Le operazioni furono trascritte in un diario intitolato “Opere d’arte nella tempesta della guerra”.
Si trattò tra gli altri di tredici dipinti di Tiziano, sedici di Tintoretto, quattro di Piero della Francesca. L’elenco contemplava anche quadri di Carlo Crivelli, Lorenzo Lotto, Raffaello, Mantegna, Veronese, Rubens, Tiepolo, Canaletto e molti altri. Erano nelle mire del Generale Karl Wolff, comandante delle SS in Italia, il quale probabilmente le avrebbe “scambiate” per migliorare le condizioni della resa tedesca.
Bernard Berenson nel suo libro “Rumor Reflection” si chiese come Wollf, “un uomo così colto, affabile, sensibile e giudizioso”, potesse essere il luogotenente di Himmler.
Egli, insieme a Virginia Bourbon Agnelli e a Eugene Dollmann, capo dei servizi segreti nazisti in Italia, fu una delle le figure chiave dell’Operazione Farnese. Essa permise di non far radere al suolo Roma. Wolff negoziò poi con Allen Dulles, capo dei servizi statunitensi, e i comandi partigiani, la resa tedesca all’insaputa di Hitler.

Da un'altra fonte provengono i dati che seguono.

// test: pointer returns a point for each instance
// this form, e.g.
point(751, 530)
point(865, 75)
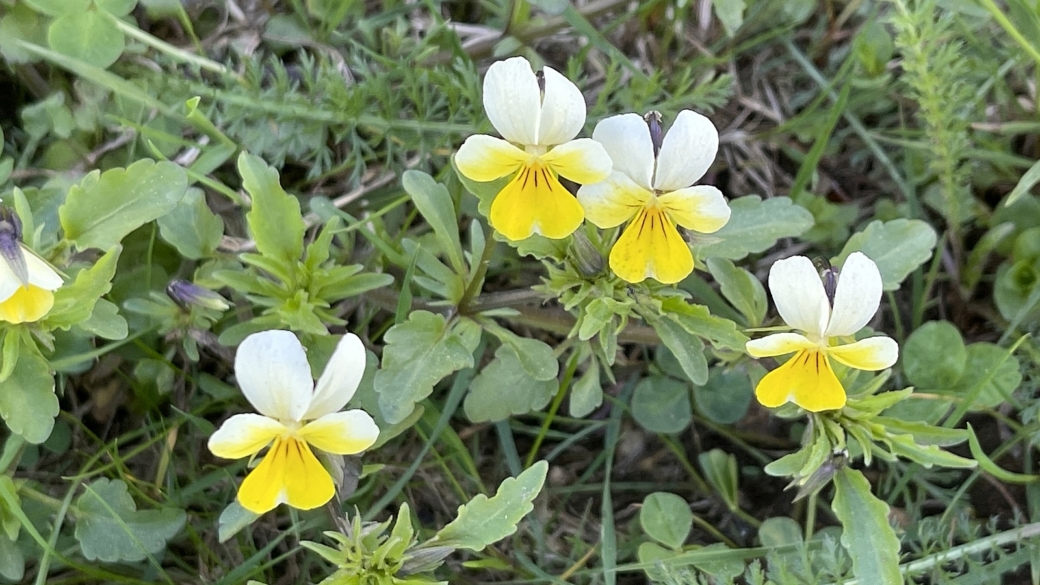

La fine della guerra portò alla stipula di un accordo tra i governi De Gasperi e Adenauer sulle opere trafugate. Siviero, grazie anche all’interessamento di Benedetto Croce, divenne nel 1953 responsabile della Delegazione Italiana delle Restituzioni.
Intrecci e misteri
Molte da allora sono le persone che hanno permesso, grazie alla loro dedizione, di recuperare opere di Leonardo, Botticelli, Tintoretto, Masaccio, Bronzino. La Delegazione fu sciolta nel 1987 e il catalogo di quelle ancora da recuperare, redatto fin dal 1972 da Antonio Paolucci e Luciano Bellosi, non è mai stato pubblicato.
Tra queste vi era la celebre “Testa di Fauno”, la prima scultura di Michelangelo sedicenne eseguita nel Giardino del Convento di San Marco. L’opera, che permise all’artista di diventare un protetto di Lorenzo il Magnifico, fu trafugata dai tedeschi dal Museo del Bargello. Fino ad oggi non è stata ritrovata.
Negli ultimi anni di vita, Siviero compilò un catalogo divenuto il libro della mostra a lui dedicata nel 1984 dalla città di Firenze dal titolo “L’ opera ritrovata”. Il libro, che ebbe la prefazione di Sandro Pertini, riporta l’elenco dei 2.356 pezzi d’arte trafugati, citando con perizia i musei e i luoghi (anche privati), nei quali erano collocate.
Un omaggio che Firenze volle per Siviero fu l’esposizione anche degli acquerelli di Hitler. Il collezionista li aveva avuti in dono a Merano dalla vedova di Martin Bormann, che a sua volta li teneva in custodia per conto di Rudolf Hess! Erano, come noto, due tra i massimi gerarchi del nazismo. Fu una sorta di nemesi o un intrigo degno dei migliori thriller storici?
Opera incompiuta
Come racconta Paola Guidi in “Uomini e tecnologie per la protezione dei beni culturali” voluto dalla Fondazione Enzo Hruby, l’Archivio Storico Diplomatico della Farnesina custodisce circa 1.500 pratiche ancora inevase. Il libro indica con precisione i luoghi dove si trovano le opere e come potrebbero tornare in Italia, tramite richieste ufficiali del governo. Molte resteranno comunque di difficile recupero.
Un’apposita organizzazione chiamata Die Spinne (Il Ragno) ne vendette un gran numero. Fu attiva tra Madrid e Gmunden in Austria, per favorire la latitanza dei nazisti in fuga. La guidavano reduci delle SS quali Otto Skorzeny, Reinhard Gehlen e Hans Globke, redattore delle leggi razziali tedesche. Fu ben strano vederlo ricoprire dal 1953 al 1963 il ruolo di consigliere per la sicurezza di Konrad Adenauer.
Insomma la storia della migrazione delle opere d’arte italiana non è finita e gli intrecci con la diplomazia degli stati sono ancora avvincenti e misteriosi. Meriterebbero un film come la vicenda raccontata in The Monuments Men, con George Clooney intento a recuperare le opere trafugate dal Louvre.
Intanto restiamo in fiduciosa attesa della restituzione rivendicata dal Direttore degli Uffizi di cui in premessa. Dopotutto anche questo sarebbe un segnale di unità europea.